Democracy Vindicated (Vol. 2, Issue 4)
The overwhelming majority with which President Roosevelt was returned to office may well be regarded as a vindication of progressive democracy in its hour of crisis. The voters of America demonstrated that at a critical time, intelligence and the spirit of liberalism can overwhelm force, intimidation, and the power of wealth.
Seldom in the history of national elections has a president been opposed by so strong a combination of the forces of concentrated wealth. Never before were the masters of industrial and financial capital.so unanimous in their antipathy towards a candidate.
Whatever resources the economic lords of the country could command were engaged in the attempt to defeat the Roosevelt administration. Every pressure which could be brought to bear upon the voters of the nation that they might repudiate the New Deal, was used.
Enormous campaign contributions were expended. Employees were intimidated. Legislative acts were viciously misrepresented. The aid and the formidable influence of eighty-five percent of the country’s press were secured.
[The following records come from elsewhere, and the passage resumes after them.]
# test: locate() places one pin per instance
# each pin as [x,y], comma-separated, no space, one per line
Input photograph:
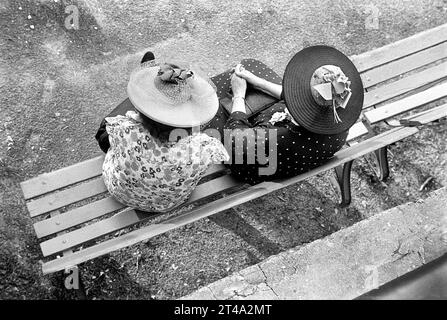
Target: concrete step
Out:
[348,263]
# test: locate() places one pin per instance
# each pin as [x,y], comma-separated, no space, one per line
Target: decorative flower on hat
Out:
[333,86]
A campaign was waged in which the demagogic arguments which were so successful in deceiving the people of European states were employed.
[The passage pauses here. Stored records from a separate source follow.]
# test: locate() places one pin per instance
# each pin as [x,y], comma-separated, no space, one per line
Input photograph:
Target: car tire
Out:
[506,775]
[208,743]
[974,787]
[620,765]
If, in spite of this powerful opposition, the people of the United States endorsed Roosevelt with a vote greater than what even the most optimistic expected, we cannot help but feel that democracy is still a vital factor, that liberty and the good life are still regarded as the purpose of political action, and that organized intelligence, is still a guide to social progress.
We are, to an extent, justified in renewing our faith that, if all who desire progress and fear reaction, can unite and consolidate their activities, industrial and social democracy can be attained through the medium of a democratic government.